A gigantic study on astrology was just completed across the pond at the University of Manchester. The researchers were looking to see if there was any correlation between astrological signs and marital success. They looked at over 10 million couples. They didn't find anything.
Now obviously astrology is crap, and if you think otherwise, this isn't the blog for you. But I want to discuss the details of this study further, because it's only saving grace was its shear magnitude. (A more in depth discussion appears at the Skeptics Guide.) They got the data from a 2001 census, and out of the 10 million couples, they found no statistically meaningful connections. This is the merit of using such a large data set. Trivial coincidences are averaged out. Had they used a smaller set they would quite likely have found a more "meaningful" result.
You see, they weren't looking for a particular correlation. There was no hypothesis. They didn't say, "Astrology predicts that Cancers will be attracted to Capricorns," then look for that to bear out in the data. They were just looking for anything interesting. That's called data-mining. It's a common ploy of bad science. Let me give another example. Let's say you have a theory about family pets. You have notices lately at the dog park, that girls seem to prefer smaller dogs, while men prefer larger ones. You call up the local vets and convince them to give you information on the gender of the owners versus the weight of their dogs. Maybe your idea is supported by the data; maybe it isn't. But you've at least conducted a reasonable study.

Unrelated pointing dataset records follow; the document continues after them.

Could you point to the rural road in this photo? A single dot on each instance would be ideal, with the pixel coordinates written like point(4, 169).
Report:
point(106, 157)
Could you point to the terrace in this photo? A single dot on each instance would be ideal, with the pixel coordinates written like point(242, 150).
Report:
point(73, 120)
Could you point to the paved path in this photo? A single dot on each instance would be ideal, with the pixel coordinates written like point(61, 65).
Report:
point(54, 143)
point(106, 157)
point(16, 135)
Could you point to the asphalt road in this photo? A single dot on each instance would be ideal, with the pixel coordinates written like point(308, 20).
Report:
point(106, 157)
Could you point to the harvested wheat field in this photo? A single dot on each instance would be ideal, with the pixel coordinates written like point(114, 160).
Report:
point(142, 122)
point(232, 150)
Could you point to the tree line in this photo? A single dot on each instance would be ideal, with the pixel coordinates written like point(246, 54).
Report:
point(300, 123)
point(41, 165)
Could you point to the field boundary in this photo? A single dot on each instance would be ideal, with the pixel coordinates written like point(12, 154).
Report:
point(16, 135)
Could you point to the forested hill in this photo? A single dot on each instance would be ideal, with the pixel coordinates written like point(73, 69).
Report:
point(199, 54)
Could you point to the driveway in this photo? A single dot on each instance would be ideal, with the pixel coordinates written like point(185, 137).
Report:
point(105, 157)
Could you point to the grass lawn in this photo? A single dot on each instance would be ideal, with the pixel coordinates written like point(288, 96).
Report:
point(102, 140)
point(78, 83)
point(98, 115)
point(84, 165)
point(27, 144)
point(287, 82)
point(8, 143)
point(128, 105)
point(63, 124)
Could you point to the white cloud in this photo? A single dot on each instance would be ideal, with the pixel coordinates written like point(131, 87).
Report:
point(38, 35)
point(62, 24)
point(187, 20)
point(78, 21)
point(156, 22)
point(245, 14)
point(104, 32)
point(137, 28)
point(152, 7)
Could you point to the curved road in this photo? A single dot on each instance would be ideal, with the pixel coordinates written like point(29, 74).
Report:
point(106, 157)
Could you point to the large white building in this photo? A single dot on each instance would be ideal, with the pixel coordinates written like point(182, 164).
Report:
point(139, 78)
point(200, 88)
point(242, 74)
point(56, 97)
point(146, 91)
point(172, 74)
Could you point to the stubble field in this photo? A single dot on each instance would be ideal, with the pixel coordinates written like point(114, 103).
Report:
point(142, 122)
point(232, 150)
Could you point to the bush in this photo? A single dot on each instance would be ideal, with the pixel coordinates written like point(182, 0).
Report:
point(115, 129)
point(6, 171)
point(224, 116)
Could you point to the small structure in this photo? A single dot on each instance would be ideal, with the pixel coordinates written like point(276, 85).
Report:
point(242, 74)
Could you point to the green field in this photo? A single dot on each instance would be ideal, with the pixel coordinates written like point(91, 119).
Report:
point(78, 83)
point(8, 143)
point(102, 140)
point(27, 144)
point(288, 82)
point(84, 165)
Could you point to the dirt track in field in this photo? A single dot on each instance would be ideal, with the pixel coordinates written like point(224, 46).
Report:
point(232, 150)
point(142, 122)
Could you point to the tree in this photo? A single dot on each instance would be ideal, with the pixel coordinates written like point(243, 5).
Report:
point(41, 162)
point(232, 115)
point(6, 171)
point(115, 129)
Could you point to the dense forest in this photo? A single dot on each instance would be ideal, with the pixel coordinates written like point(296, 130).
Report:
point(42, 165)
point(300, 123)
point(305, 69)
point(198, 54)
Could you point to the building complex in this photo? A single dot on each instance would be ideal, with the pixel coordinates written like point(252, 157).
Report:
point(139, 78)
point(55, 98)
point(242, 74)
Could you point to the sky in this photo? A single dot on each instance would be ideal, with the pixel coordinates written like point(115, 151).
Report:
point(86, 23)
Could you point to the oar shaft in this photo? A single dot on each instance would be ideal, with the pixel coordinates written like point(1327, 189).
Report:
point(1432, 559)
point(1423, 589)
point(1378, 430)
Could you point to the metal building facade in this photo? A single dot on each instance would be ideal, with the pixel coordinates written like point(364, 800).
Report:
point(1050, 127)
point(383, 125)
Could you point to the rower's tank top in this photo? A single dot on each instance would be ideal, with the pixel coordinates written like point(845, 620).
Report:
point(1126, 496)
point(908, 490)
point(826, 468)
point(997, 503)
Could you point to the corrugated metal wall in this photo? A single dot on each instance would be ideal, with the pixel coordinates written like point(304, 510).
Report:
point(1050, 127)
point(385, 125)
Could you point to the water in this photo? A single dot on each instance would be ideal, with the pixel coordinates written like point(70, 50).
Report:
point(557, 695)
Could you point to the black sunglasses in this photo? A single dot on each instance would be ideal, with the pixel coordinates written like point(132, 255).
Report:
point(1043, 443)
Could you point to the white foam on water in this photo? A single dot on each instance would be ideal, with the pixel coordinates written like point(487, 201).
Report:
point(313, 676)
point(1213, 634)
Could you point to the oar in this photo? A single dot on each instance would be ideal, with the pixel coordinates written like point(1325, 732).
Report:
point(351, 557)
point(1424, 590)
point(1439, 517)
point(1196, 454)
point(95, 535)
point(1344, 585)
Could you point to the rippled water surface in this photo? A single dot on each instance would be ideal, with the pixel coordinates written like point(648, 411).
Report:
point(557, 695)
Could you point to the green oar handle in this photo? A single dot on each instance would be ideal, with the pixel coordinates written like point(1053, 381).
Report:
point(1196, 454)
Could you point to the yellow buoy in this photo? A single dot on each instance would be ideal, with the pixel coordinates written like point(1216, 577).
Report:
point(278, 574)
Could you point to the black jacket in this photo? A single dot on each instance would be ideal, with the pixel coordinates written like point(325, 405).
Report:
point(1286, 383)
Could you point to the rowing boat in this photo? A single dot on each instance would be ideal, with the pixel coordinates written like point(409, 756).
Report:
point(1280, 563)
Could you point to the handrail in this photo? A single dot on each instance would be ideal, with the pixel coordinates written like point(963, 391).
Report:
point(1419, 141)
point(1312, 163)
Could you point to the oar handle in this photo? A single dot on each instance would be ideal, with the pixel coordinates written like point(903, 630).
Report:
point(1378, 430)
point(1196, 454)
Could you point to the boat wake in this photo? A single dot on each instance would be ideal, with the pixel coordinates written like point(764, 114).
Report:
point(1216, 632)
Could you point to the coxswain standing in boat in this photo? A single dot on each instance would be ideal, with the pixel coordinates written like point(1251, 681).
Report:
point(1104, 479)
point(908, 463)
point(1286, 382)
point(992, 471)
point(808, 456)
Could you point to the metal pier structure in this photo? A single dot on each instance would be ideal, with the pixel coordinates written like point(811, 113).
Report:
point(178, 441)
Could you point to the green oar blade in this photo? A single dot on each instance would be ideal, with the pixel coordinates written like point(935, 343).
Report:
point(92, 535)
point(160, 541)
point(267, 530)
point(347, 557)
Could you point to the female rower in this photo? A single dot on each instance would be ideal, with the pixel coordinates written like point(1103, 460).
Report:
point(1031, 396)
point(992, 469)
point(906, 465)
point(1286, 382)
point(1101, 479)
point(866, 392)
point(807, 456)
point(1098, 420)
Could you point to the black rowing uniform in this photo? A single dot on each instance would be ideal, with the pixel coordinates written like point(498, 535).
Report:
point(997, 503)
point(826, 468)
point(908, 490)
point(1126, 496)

Now let's go data-mining. You gather a large batch of data about people and their dogs, and after pouring through it you find something curious. Every dalmatian is owned by a man named "Steve." Most German Shepherds are owned by people with French sounding names. And more often than not, Chihuahuas like to paint their fingernails some shade of pink. Can any meaningful conclusion be drawn from this? Of course not. Yet this is exactly the kind of thing that certain researchers try to do each year.
If you go looking for an unspecific anything, you're bound to find something. It may sound obvious, but it's easy to fall victim to this kind of thinking. So be careful out there.